RE: [PHP-DEV] Exposing object handles to userland

  99751
July 5, 2017 00:01 tysonandre775@hotmail.com (tyson andre)
There was a proposal back in 2015 to implement
a function spl_object_id(object $o) : int`,
which directly returns the object handle
(similar to `spl_object_hash`, but as an integer, not a string).
I'm interested in finishing implementing spl_object_id for php 7.2 

I already have working code implementing spl_object_id() at
https://github.com/TysonAndre/php-src/pull/1
The implementation XORs the object handle with the 
exact same random bits that `spl_object_hash` would.

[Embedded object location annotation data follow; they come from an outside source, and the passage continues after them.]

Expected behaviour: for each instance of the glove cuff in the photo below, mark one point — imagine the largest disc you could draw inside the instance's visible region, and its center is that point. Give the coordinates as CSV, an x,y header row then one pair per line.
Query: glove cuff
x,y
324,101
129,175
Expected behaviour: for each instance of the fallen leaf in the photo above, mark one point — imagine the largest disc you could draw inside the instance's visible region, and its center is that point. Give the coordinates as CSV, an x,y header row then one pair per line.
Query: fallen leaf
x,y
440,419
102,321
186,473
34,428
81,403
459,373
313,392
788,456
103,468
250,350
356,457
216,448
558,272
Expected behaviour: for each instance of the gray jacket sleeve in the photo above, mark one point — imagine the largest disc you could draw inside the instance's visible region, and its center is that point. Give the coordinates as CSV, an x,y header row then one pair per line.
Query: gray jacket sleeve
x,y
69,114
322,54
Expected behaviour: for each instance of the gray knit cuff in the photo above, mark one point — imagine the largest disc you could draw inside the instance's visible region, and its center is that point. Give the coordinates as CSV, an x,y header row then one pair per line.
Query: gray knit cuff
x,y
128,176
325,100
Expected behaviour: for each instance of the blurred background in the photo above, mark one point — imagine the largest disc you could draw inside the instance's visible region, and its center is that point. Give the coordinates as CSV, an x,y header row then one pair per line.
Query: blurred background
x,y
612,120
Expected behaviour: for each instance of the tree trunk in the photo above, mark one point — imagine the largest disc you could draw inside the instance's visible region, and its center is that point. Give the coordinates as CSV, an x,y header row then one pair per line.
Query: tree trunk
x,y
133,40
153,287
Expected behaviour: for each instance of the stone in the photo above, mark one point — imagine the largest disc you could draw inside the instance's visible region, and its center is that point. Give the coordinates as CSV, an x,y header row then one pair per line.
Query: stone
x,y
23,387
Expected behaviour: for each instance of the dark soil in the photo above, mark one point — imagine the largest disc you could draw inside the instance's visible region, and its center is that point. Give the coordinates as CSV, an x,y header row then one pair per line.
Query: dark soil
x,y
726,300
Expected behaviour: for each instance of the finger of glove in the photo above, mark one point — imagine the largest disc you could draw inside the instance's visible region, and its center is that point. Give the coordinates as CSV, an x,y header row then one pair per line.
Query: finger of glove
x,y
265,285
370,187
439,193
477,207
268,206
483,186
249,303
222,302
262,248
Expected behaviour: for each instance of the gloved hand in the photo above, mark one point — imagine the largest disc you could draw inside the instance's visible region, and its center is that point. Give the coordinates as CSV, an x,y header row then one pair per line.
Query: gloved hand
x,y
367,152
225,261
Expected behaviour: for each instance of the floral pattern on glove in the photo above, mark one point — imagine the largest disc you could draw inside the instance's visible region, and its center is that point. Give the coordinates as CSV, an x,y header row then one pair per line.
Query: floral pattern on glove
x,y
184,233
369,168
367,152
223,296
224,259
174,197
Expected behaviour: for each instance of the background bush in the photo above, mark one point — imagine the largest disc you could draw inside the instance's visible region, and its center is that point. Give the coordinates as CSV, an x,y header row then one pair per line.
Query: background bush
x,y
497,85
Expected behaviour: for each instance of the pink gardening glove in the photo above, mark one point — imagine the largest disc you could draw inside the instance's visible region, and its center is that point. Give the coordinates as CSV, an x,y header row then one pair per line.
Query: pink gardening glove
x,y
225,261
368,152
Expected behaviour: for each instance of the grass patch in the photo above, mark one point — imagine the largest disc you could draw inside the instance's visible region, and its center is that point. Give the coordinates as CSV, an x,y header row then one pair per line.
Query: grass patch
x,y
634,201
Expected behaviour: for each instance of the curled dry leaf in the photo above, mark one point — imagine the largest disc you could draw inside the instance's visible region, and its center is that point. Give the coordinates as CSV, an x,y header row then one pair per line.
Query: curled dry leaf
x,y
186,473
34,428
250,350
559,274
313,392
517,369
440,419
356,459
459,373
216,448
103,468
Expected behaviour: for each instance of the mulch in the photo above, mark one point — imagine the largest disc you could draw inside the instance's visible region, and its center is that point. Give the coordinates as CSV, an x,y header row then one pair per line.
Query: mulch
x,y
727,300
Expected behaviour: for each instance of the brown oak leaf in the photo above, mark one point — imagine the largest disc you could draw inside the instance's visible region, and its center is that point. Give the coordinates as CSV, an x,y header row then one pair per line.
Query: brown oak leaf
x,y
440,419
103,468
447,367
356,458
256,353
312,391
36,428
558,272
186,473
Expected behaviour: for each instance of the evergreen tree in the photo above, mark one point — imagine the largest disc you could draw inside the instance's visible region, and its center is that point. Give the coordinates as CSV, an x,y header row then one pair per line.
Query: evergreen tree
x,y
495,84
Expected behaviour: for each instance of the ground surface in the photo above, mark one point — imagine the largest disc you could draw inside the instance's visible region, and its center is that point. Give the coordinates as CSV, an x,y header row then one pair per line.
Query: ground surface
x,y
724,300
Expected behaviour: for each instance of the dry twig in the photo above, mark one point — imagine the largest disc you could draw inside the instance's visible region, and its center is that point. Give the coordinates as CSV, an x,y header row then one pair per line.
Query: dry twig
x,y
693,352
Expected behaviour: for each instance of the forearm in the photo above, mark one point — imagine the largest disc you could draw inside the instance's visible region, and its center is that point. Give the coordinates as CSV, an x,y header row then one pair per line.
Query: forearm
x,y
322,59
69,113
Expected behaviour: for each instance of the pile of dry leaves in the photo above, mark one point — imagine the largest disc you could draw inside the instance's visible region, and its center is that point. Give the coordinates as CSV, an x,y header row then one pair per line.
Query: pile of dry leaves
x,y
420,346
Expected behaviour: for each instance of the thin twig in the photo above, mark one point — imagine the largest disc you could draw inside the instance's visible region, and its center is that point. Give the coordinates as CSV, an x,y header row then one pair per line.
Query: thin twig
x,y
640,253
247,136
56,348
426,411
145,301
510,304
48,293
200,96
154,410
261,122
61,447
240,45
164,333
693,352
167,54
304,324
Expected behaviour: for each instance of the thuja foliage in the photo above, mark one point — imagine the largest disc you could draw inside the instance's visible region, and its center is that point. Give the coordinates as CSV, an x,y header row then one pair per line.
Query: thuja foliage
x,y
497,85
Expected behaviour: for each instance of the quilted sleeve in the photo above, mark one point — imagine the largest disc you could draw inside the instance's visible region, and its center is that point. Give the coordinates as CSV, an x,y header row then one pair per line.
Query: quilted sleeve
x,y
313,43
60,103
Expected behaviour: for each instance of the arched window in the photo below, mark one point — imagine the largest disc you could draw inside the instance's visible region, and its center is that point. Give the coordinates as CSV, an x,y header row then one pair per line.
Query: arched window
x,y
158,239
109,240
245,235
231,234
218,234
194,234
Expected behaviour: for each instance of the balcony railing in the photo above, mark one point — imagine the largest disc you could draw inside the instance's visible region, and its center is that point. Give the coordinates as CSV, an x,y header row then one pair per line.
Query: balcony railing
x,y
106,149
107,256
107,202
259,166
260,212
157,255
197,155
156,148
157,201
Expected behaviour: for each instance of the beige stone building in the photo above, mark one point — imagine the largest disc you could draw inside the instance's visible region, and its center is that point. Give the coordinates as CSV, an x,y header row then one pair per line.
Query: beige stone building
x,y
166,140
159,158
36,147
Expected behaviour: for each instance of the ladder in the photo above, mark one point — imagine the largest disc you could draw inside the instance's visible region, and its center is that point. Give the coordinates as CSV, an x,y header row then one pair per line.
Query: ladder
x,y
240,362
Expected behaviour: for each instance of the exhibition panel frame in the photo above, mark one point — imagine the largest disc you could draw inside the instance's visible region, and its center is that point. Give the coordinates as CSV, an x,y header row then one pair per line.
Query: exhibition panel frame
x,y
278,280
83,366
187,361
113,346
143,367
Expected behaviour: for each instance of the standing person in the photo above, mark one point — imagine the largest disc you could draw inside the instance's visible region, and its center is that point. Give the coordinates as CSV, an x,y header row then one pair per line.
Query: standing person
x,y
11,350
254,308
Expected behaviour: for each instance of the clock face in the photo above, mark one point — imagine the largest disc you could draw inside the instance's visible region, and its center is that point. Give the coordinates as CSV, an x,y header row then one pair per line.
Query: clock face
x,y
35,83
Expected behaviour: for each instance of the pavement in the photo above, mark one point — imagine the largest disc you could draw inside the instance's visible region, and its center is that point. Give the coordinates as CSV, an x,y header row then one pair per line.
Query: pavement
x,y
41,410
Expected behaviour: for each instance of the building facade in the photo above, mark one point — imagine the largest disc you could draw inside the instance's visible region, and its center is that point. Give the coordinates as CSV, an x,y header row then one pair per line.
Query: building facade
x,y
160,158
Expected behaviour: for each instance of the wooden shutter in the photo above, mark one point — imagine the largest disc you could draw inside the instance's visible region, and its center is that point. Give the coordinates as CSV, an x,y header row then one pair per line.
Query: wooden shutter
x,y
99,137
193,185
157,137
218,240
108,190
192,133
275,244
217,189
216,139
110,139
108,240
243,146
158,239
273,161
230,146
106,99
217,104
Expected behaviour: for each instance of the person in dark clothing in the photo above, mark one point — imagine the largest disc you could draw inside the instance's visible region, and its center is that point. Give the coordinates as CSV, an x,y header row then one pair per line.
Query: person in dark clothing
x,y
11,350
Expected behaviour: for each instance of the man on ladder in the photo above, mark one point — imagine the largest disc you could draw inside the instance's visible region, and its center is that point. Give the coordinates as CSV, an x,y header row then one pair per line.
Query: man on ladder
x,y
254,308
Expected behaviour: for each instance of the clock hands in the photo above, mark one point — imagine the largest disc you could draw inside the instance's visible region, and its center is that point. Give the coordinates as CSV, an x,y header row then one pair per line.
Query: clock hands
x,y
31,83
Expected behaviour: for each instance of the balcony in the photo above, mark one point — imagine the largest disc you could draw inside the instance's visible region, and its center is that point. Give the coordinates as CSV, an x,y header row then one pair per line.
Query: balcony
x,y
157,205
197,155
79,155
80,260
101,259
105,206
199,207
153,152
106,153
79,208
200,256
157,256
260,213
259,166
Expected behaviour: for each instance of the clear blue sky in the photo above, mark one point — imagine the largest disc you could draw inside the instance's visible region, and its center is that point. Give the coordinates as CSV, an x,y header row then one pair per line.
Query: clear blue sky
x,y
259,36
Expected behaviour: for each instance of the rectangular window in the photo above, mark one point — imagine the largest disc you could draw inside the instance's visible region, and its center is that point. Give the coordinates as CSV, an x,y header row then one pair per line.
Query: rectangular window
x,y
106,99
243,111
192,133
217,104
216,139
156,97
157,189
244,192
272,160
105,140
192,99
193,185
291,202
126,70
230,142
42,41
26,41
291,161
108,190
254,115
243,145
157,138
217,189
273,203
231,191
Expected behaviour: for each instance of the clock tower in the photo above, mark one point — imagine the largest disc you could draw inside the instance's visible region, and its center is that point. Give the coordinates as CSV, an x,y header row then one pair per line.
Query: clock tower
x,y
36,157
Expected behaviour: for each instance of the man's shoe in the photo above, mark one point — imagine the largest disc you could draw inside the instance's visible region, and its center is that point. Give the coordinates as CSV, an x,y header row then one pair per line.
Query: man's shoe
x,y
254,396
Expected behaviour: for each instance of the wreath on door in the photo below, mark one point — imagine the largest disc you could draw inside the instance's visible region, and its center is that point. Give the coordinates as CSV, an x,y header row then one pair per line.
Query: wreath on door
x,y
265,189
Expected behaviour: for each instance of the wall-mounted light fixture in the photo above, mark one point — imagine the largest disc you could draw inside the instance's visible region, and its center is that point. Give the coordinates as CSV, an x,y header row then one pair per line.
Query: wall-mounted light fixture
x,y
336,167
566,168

Previous emails from 2015 can be seen here:
- https://marc.info/?t=143835274500003&r=1&w=2

Previous comment by a PHP maintainer in support of `spl_object_id()`
- https://marc.info/?l=php-internals&m=143837339210596&w=2

I'm unsure if an RFC is necessary. I have two pending questions.

- Can two objects can have the same object id
  but different object handlers?
  (e.g. iterators of some built in classes?)
  I'm not familiar enough with PHP's history to be sure.
- Can the the largest object handle be larger
  than the size of `zend_long` in 32-bit systems?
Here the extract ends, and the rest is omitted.